One of the most influential NSW Japan relationship stories is the unlikely friendship that struck up in the very early 1970s between Bill Forrest from Tamworth, and Ichibay Matsuo, a sake brewer from Sannohe Aomori. Both of them were of a similar age, from a rural background, and very active Rotarians.
What started as an exchange of correspondence developed into a comprehensive system of youth exchange between NSW and Japan that eventually formed the basis of the Rotary Youth Exchange Programme between Japan and Australia. Since then, hundreds, perhaps thousands of young Australians and Japanese have spent up to 12 months living with families, attending high school, and learning each other’s language.
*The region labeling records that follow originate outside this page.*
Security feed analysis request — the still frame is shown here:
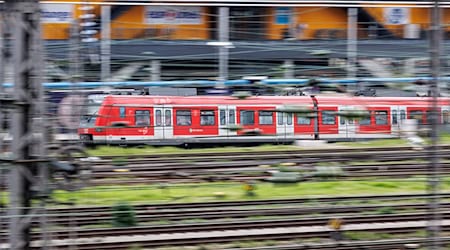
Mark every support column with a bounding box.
[4,0,48,250]
[347,8,358,79]
[150,60,161,82]
[427,0,442,250]
[100,6,111,82]
[283,60,295,79]
[218,7,229,87]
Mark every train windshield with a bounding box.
[80,95,103,128]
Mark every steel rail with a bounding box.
[14,211,450,240]
[0,203,450,228]
[24,221,450,250]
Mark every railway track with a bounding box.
[0,194,450,230]
[20,212,450,240]
[20,217,450,249]
[78,146,450,185]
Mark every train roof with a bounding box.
[104,95,450,106]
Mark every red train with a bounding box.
[78,96,450,145]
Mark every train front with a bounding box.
[78,95,105,144]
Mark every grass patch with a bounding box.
[48,178,450,205]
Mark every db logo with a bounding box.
[138,127,148,135]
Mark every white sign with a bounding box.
[384,7,409,25]
[145,6,202,24]
[41,4,73,23]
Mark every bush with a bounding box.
[112,203,137,227]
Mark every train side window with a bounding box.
[155,110,162,126]
[322,111,336,125]
[200,110,215,126]
[258,111,273,125]
[239,110,255,125]
[425,110,439,124]
[375,111,388,125]
[442,110,450,124]
[392,110,398,125]
[359,112,372,125]
[164,110,172,126]
[297,115,311,125]
[134,110,150,127]
[119,107,126,118]
[400,110,406,120]
[286,113,294,125]
[228,109,236,124]
[219,109,227,125]
[277,112,284,125]
[408,110,423,124]
[176,110,192,126]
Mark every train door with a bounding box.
[391,106,406,137]
[277,112,294,138]
[293,108,318,139]
[219,106,237,136]
[337,106,358,138]
[358,106,391,138]
[154,105,173,139]
[130,107,154,140]
[236,106,277,135]
[319,107,339,138]
[441,106,450,132]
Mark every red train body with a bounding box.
[78,96,450,145]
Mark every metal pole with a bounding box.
[427,0,442,250]
[283,60,295,79]
[4,0,48,249]
[347,8,358,84]
[100,6,111,82]
[69,20,81,79]
[218,7,229,87]
[150,60,161,82]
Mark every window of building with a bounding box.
[119,107,126,118]
[134,110,150,127]
[297,115,311,125]
[200,110,215,126]
[375,111,388,125]
[176,110,192,126]
[164,110,172,126]
[322,111,336,125]
[228,109,236,124]
[258,111,273,125]
[240,110,255,125]
[155,110,162,126]
[219,109,227,125]
[392,110,398,125]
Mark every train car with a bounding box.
[78,96,450,145]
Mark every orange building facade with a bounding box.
[42,0,450,40]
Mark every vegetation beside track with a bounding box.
[54,178,450,205]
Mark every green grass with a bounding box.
[49,178,450,205]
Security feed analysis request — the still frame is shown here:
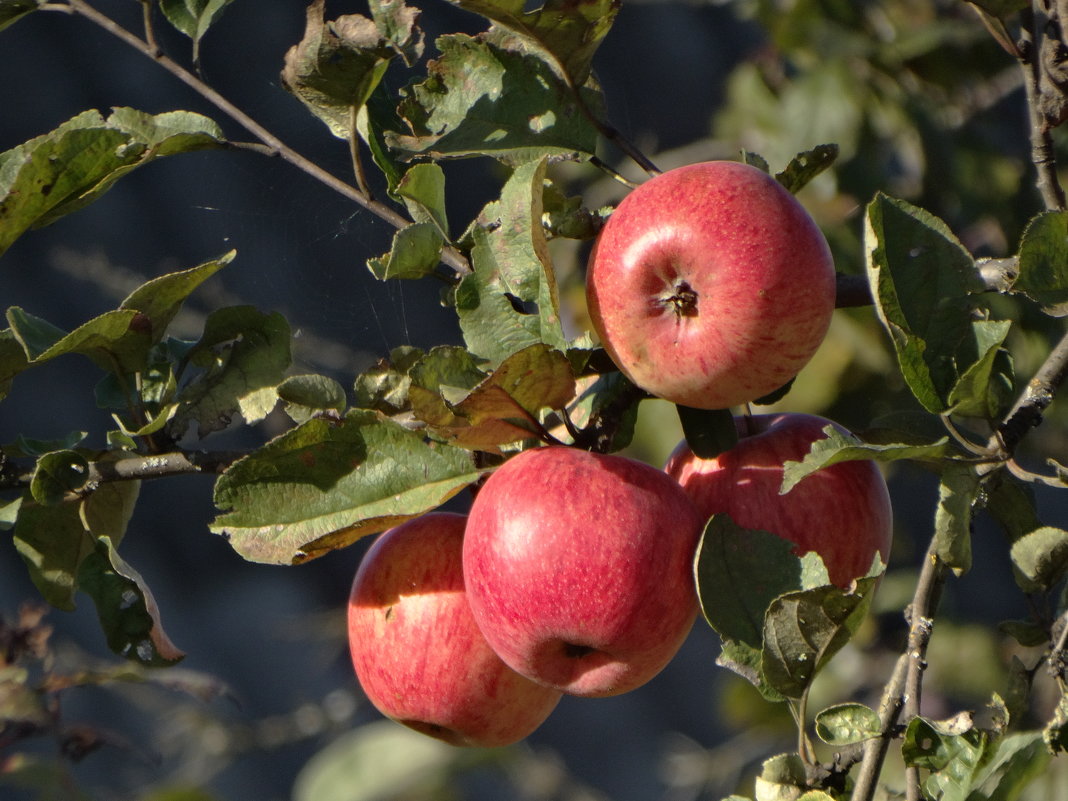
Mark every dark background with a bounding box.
[0,0,1050,801]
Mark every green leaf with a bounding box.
[0,498,23,531]
[119,250,237,343]
[1010,525,1068,591]
[969,732,1050,801]
[0,0,37,31]
[367,222,444,281]
[901,712,991,801]
[1042,695,1068,755]
[780,425,949,493]
[169,307,290,439]
[694,515,802,648]
[386,33,602,164]
[0,109,225,253]
[1012,211,1068,317]
[159,0,233,61]
[760,576,878,698]
[293,721,462,801]
[946,320,1014,420]
[14,500,94,612]
[352,345,425,414]
[816,704,882,745]
[282,0,395,140]
[935,462,979,575]
[391,163,449,234]
[456,159,567,364]
[775,144,838,194]
[367,0,423,66]
[0,328,30,401]
[425,345,575,452]
[675,404,738,459]
[754,754,808,801]
[278,375,348,423]
[78,536,185,665]
[865,194,1001,413]
[211,410,480,564]
[450,0,622,87]
[30,451,89,506]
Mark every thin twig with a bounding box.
[1019,9,1065,209]
[851,539,946,801]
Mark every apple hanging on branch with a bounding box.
[664,412,893,587]
[348,512,561,747]
[464,445,701,696]
[586,161,835,409]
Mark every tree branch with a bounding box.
[851,538,946,801]
[52,0,471,274]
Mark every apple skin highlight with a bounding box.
[348,512,561,747]
[464,446,701,696]
[586,161,835,409]
[664,412,893,587]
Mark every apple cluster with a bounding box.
[348,162,892,747]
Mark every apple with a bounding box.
[464,445,701,696]
[664,412,893,587]
[586,161,835,409]
[348,512,561,747]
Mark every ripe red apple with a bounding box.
[348,512,561,747]
[586,161,835,409]
[464,446,701,696]
[664,413,893,587]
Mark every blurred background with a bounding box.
[0,0,1068,801]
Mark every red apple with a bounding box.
[348,512,560,747]
[664,413,893,587]
[464,446,701,696]
[586,161,835,409]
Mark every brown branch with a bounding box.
[851,538,946,801]
[42,0,471,274]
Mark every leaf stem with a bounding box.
[42,0,471,274]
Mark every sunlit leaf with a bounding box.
[760,576,878,698]
[386,33,601,164]
[30,451,89,506]
[1012,211,1068,317]
[935,464,979,575]
[211,410,480,564]
[816,704,882,745]
[159,0,233,60]
[901,714,990,801]
[450,0,623,87]
[455,159,567,364]
[282,0,394,139]
[278,375,348,423]
[367,222,444,281]
[865,194,1004,413]
[170,307,290,438]
[393,163,449,234]
[78,536,185,665]
[425,345,575,451]
[780,425,949,492]
[1011,525,1068,590]
[0,109,225,253]
[14,501,95,611]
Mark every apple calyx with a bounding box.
[661,281,698,318]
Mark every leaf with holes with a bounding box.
[211,409,481,564]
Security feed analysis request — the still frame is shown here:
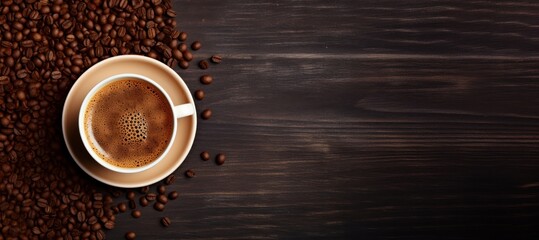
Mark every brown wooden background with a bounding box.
[108,0,539,239]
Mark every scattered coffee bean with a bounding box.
[168,191,179,200]
[178,60,189,69]
[200,74,213,85]
[211,55,223,64]
[129,200,137,209]
[165,174,176,185]
[153,202,165,212]
[157,185,167,194]
[198,60,210,69]
[125,231,137,240]
[0,0,213,237]
[182,50,193,62]
[200,109,212,120]
[200,151,210,161]
[161,217,170,227]
[195,89,204,100]
[131,210,142,218]
[157,194,168,204]
[126,191,135,200]
[191,41,202,51]
[185,169,195,178]
[140,186,150,194]
[139,196,150,207]
[146,193,157,202]
[118,202,127,212]
[178,32,187,42]
[215,153,226,165]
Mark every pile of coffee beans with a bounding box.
[0,0,226,239]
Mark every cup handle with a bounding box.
[173,103,195,118]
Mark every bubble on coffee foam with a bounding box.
[118,112,148,144]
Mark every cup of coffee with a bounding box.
[78,74,195,173]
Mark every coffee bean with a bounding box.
[0,0,199,239]
[185,169,195,178]
[211,55,223,64]
[191,41,202,51]
[157,185,167,194]
[178,60,189,69]
[198,60,210,69]
[77,212,86,222]
[118,202,127,212]
[182,51,193,62]
[178,32,187,42]
[168,191,179,200]
[139,196,149,207]
[157,194,168,204]
[200,109,212,120]
[129,200,137,209]
[200,151,210,161]
[131,210,142,218]
[153,202,165,212]
[195,90,204,100]
[161,217,170,227]
[200,74,213,85]
[165,174,176,185]
[125,232,137,240]
[215,153,226,165]
[146,193,157,202]
[125,191,135,200]
[172,48,183,61]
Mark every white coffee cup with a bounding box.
[79,73,196,173]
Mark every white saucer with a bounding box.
[62,55,197,188]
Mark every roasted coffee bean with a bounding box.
[178,32,187,42]
[185,169,195,178]
[191,41,202,51]
[210,55,223,64]
[0,0,201,239]
[131,210,142,218]
[172,48,183,61]
[165,174,176,185]
[153,202,165,212]
[146,193,157,202]
[195,89,205,100]
[161,217,170,227]
[200,74,213,85]
[200,109,212,120]
[178,60,189,69]
[168,191,179,200]
[198,60,210,69]
[125,232,137,240]
[157,194,168,204]
[139,196,150,207]
[125,191,135,200]
[200,151,210,161]
[118,202,127,212]
[215,153,226,165]
[157,185,167,194]
[140,186,150,193]
[182,51,193,62]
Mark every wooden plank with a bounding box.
[109,0,539,239]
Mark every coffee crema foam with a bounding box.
[84,79,175,168]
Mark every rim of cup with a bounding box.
[78,73,178,173]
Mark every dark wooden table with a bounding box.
[108,0,539,239]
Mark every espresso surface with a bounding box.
[84,79,174,168]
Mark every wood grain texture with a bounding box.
[105,0,539,239]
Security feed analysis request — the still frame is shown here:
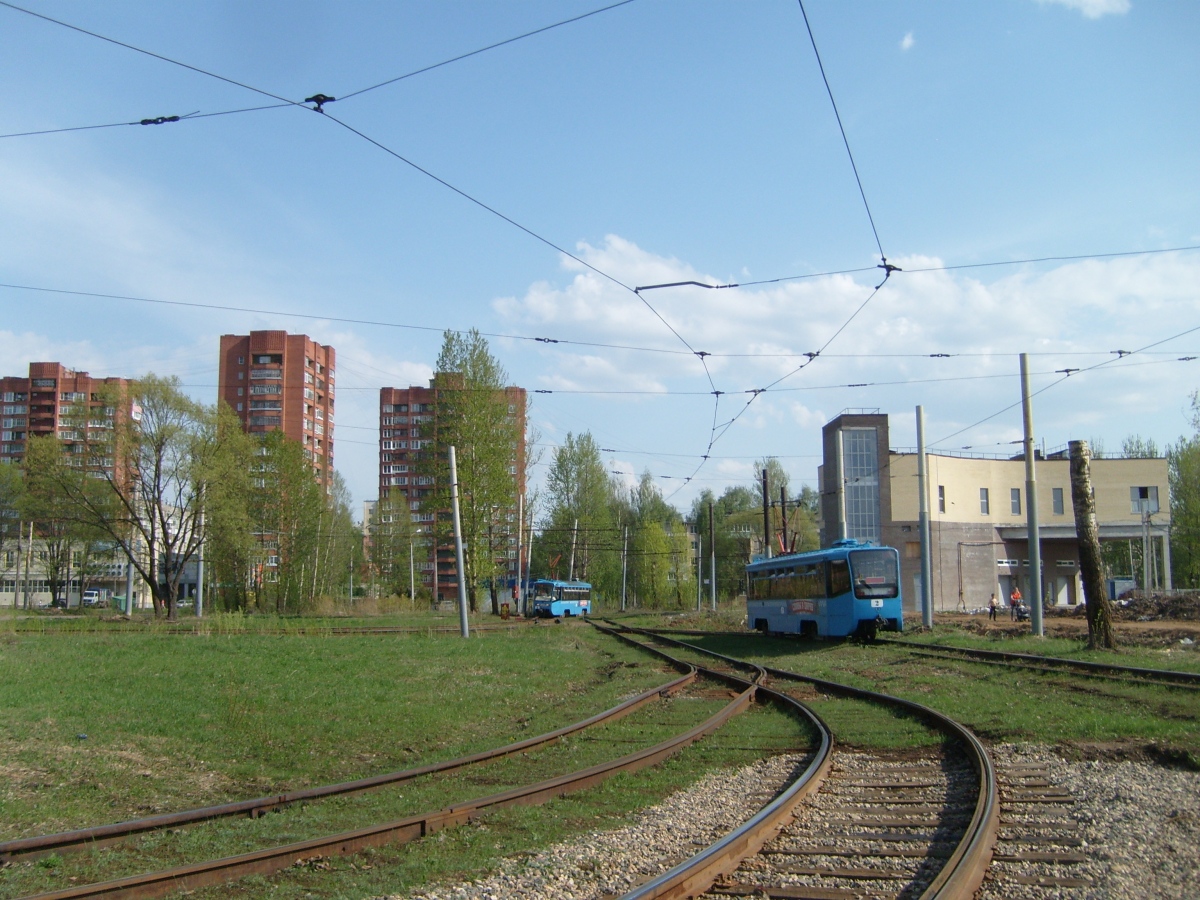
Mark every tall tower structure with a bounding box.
[217,331,337,491]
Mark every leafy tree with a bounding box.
[409,330,526,614]
[542,432,619,586]
[368,497,426,600]
[26,374,223,619]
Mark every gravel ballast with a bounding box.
[388,744,1200,900]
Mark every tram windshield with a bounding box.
[850,550,900,600]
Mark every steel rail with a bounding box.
[622,626,1000,900]
[876,637,1200,688]
[0,667,696,862]
[16,660,756,900]
[592,622,834,900]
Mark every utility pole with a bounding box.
[762,469,772,559]
[917,407,936,628]
[196,505,206,619]
[505,493,524,616]
[779,485,791,553]
[12,522,25,619]
[1021,353,1045,637]
[566,516,580,581]
[450,445,470,637]
[708,500,716,612]
[620,526,629,612]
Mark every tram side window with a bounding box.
[829,559,850,596]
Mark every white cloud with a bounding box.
[1037,0,1130,19]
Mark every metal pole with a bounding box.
[514,494,524,616]
[708,500,716,612]
[917,407,936,628]
[566,516,580,581]
[835,430,850,540]
[762,469,770,559]
[12,522,25,618]
[620,526,629,612]
[196,506,204,619]
[1021,353,1045,637]
[779,485,791,553]
[1138,511,1153,594]
[450,446,470,637]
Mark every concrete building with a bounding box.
[217,331,337,491]
[817,410,1171,611]
[379,383,526,600]
[0,362,130,472]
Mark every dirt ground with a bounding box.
[931,610,1200,647]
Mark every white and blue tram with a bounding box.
[529,578,592,618]
[746,540,904,638]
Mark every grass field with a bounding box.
[0,624,809,896]
[0,616,1200,898]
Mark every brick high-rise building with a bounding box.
[379,385,526,607]
[0,362,130,472]
[217,331,336,490]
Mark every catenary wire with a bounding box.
[797,0,888,265]
[337,0,634,102]
[929,325,1200,446]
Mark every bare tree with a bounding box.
[1070,440,1117,650]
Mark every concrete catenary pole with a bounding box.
[620,526,629,612]
[566,516,580,581]
[450,446,470,637]
[917,407,934,628]
[196,506,204,619]
[1021,353,1045,637]
[708,500,716,612]
[512,493,524,616]
[762,469,770,559]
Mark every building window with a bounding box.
[1129,485,1158,514]
[841,428,880,541]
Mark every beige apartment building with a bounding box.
[817,410,1171,611]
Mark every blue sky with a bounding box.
[0,0,1200,518]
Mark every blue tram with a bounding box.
[529,578,592,618]
[746,540,904,640]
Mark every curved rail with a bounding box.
[0,670,696,862]
[592,622,833,900]
[14,654,757,900]
[609,629,1000,900]
[876,637,1200,689]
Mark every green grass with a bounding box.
[0,625,808,896]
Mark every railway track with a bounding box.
[0,654,787,900]
[604,629,1001,900]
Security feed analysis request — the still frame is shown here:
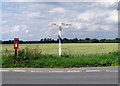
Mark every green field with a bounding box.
[2,43,118,55]
[2,43,119,68]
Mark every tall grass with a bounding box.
[2,48,119,68]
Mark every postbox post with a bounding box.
[14,38,19,63]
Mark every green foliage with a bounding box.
[2,48,119,68]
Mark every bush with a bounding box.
[2,48,119,68]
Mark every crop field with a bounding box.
[2,43,118,55]
[2,43,119,68]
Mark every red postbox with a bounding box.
[14,38,19,49]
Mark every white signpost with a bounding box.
[49,23,72,56]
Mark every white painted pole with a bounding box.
[59,26,62,56]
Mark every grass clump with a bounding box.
[2,48,119,68]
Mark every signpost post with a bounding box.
[14,38,19,63]
[50,23,72,56]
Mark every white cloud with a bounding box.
[49,7,66,13]
[27,12,44,18]
[11,25,27,33]
[0,20,8,24]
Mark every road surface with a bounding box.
[1,66,118,84]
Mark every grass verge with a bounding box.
[2,48,119,68]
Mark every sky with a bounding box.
[0,2,118,40]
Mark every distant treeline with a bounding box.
[1,38,120,44]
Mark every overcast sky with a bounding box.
[0,2,118,40]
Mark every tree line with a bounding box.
[1,38,120,44]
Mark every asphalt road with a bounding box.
[2,67,118,84]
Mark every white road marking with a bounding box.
[67,71,81,72]
[106,70,118,72]
[86,70,101,72]
[49,71,63,72]
[13,70,26,72]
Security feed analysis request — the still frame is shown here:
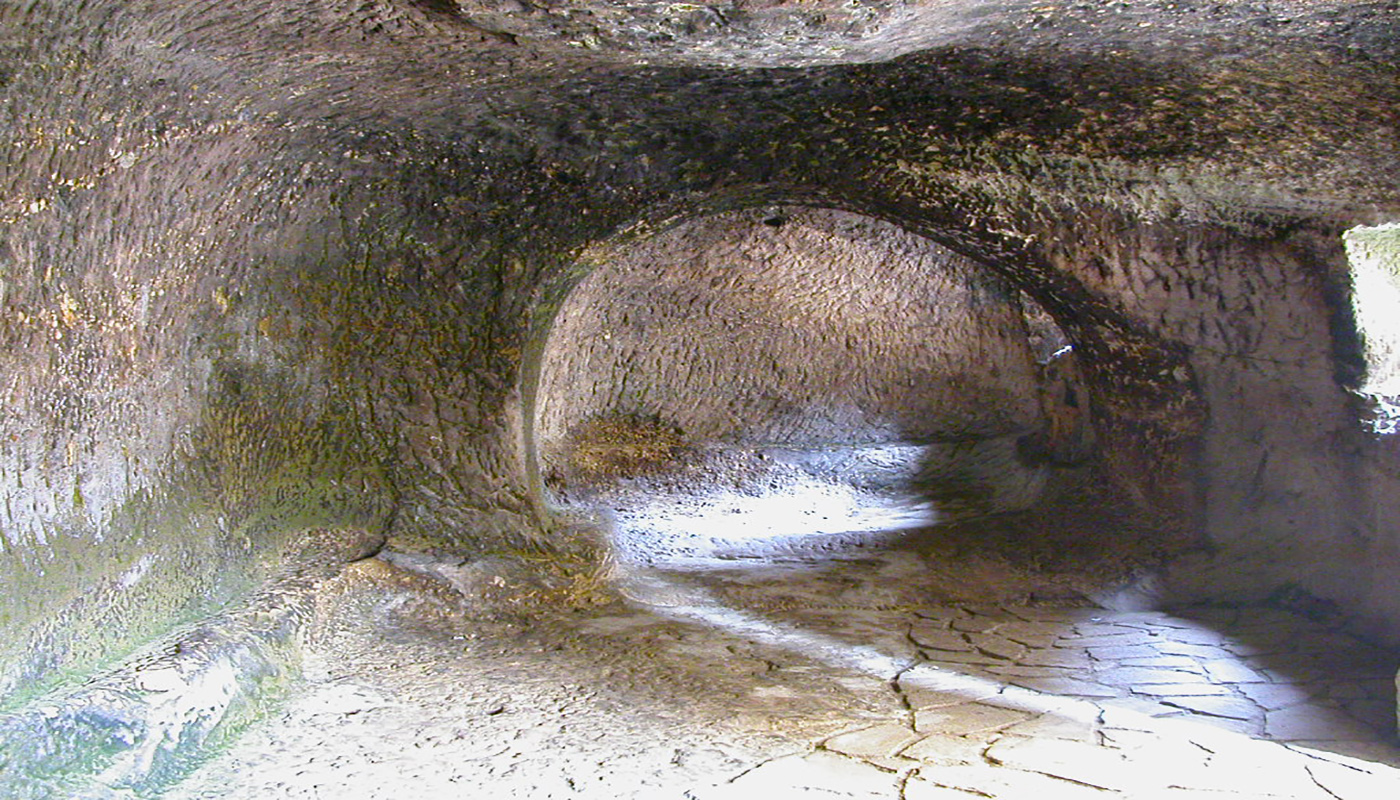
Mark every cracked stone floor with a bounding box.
[168,532,1400,800]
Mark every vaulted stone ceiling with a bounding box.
[0,0,1400,795]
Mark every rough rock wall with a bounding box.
[0,0,1400,722]
[536,209,1040,454]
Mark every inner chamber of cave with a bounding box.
[533,207,1180,607]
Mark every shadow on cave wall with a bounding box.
[533,209,1204,604]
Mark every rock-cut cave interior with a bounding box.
[0,0,1400,800]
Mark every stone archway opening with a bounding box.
[532,207,1161,602]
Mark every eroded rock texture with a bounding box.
[0,0,1400,790]
[535,210,1040,450]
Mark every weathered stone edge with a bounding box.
[0,530,384,800]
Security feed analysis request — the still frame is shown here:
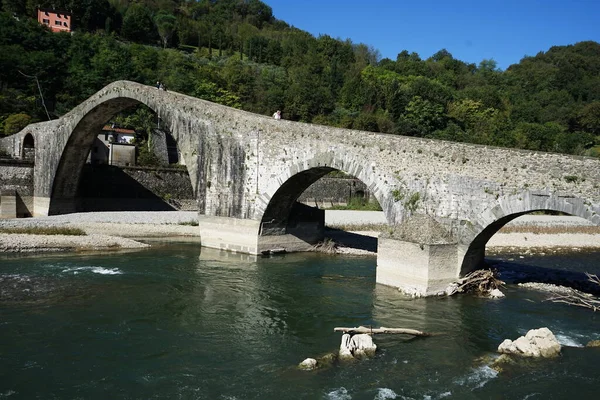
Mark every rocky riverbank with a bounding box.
[0,210,600,255]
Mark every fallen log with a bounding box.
[333,326,433,336]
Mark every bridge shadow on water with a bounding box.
[486,258,600,295]
[325,228,377,253]
[78,165,175,211]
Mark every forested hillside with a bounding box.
[0,0,600,156]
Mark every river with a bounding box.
[0,243,600,400]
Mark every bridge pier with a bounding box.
[198,213,325,254]
[376,215,466,296]
[0,189,17,219]
[376,238,460,296]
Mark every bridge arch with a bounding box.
[48,90,196,214]
[257,152,396,252]
[21,132,35,161]
[460,191,600,276]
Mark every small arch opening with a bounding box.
[259,166,387,253]
[461,210,600,293]
[21,133,35,162]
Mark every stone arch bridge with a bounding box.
[0,81,600,294]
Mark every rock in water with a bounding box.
[340,333,377,360]
[498,328,561,358]
[339,333,354,360]
[351,333,377,358]
[298,358,317,371]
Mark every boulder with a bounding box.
[339,333,377,361]
[339,333,354,361]
[498,328,561,358]
[351,333,377,358]
[298,358,317,371]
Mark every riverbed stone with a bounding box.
[498,328,561,358]
[298,358,317,371]
[339,333,377,361]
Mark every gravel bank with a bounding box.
[0,233,149,253]
[0,210,600,255]
[0,211,199,252]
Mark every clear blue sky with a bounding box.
[263,0,600,69]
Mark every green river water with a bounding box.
[0,244,600,400]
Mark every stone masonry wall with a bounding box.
[2,81,600,239]
[79,164,197,211]
[298,177,370,207]
[0,159,33,217]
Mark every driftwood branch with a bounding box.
[448,269,504,296]
[548,272,600,311]
[333,326,433,336]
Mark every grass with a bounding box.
[498,225,600,235]
[177,220,200,226]
[328,197,381,211]
[0,227,86,236]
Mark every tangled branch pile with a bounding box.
[311,238,338,254]
[448,269,504,296]
[548,272,600,311]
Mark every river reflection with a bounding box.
[0,244,600,399]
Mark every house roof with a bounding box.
[102,125,135,135]
[38,8,73,17]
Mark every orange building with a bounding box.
[38,8,72,32]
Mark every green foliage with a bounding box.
[404,192,421,212]
[329,197,381,211]
[154,10,177,48]
[3,114,31,135]
[0,4,600,158]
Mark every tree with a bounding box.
[154,11,177,49]
[121,3,156,43]
[578,101,600,135]
[399,96,446,137]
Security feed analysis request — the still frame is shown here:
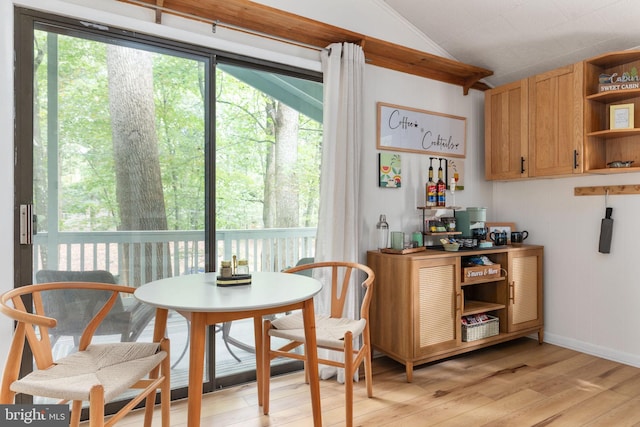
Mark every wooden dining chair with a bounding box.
[262,261,375,426]
[0,282,171,427]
The impact this has had on families, careers, professionals and business would be difficult to quantify but is no doubt immense and profound. My brother Allan and I were both Rotary Exchange Students to Japan, with Allan having the pleasure of becoming a member of Ichibay Matsuo’s family for a year. Personally and professionally we are still both heavily involved with Japan.
In 2001, Tamworth and Sannohe signed a Sister City Exchange Agreement, formalising the relationship between the two cities (see link below). Since then, many exchanges have taken place between both cities especially at the high school level.
In Feb 2006 Bill received the sad news that Ichibay Matsuo had passed away after a short illness. That night, without hesitation my brother and I took Bill to Japan so that he and his sons could be at his friend’s funeral in Sannohe.
Bill turned 90 in January this year. Bill and his wife Ruth, still live in a retirement village in Tamworth. Every so often, before Covid-19, the retirement village would get a busload of visitors from Japan. They come not to see the retirement village but simply to meet and shake hands with one of the men who started it all.